Hemodynamic and renal excretory effects of human brain natriuretic peptide infusion in patients with congestive heart failure: A double-blind, placebo-controlled, randomized crossover trial

Lee S. Marcus, Douglas Hart, Milton Packer, Madeline Yushak, Norma Medina, Robert S. Danziger, Daniel F. Heitjan, Stuart D. Katz

Research output: Contribution to journalArticlepeer-review

302 Scopus citations

Abstract

Background: The pharmacological effects of infusion of human brain natriuretic peptide (hBNP) in patients with severe congestive heart failure have not been characterized previously. Methods and Results: Twenty patients with severe congestive heart failure were randomized in a double-blind, placebo-controlled, crossover trial to receive incremental 90-minute infusions of hBMP (0.003, 0.01, 0.03, and 0.1 μg/kg per minute) or placebo on 2 consecutive days. At the highest completed dose of the hBNP, mean pulmonary artery pressure decreased from 38.3±1.6 to 25.9±1.7 mm Hg; mean pulmonary capillary wedge pressure decreased from 25.1±1.1 to 13.2±1.3 mm Hg; mean right atrial pressure decreased from 10.9±1 to 4.8±1.0 mm Hg: mean arterial pressure decreased from 85.2±2.0 to 74.9±1.7 mm Hg; and cardiac index increased from 2.0±0.1 to 2.5±0.1 L/min per square meter (all P<.01 versus placebo). Urine volume and urine sodium excretion increased significantly during hBNP infusion when compared with placebo infusion (90±38 versus 67±27 mL/h and 2.6±2.4 versus 1.4±1.2 mEq/h, respectively, both P<.05 versus placebo), whereas creatinine clearance and urinary potassium excretion did not change. Conclusions: Infusion of incremental doses of hBNP is associated with favorable hemodynamic and natriuretic effects in patients with severe congestive heart failure.
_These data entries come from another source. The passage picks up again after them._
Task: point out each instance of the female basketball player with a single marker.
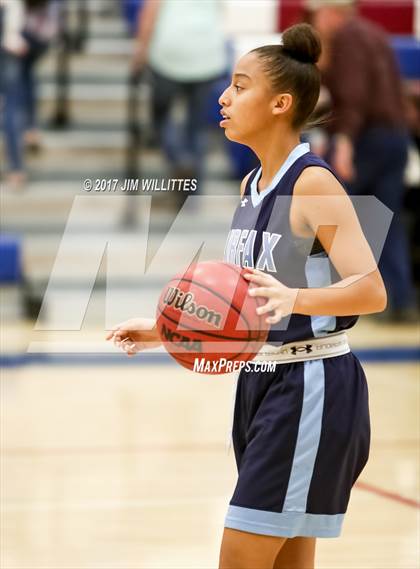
(301, 434)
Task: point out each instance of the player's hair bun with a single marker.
(302, 42)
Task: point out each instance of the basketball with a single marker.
(207, 315)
Original languageEnglish (US)
Pages (from-to)3184-3189
Number of pages6
JournalCirculation
Volume94
Issue number12
DOIs
StatePublished - 1996

Keywords

  • drugs
  • heart failure
  • hemodynamics
  • natriuretic peptides
  • pharmacology

ASJC Scopus subject areas

  • Cardiology and Cardiovascular Medicine
  • Physiology (medical)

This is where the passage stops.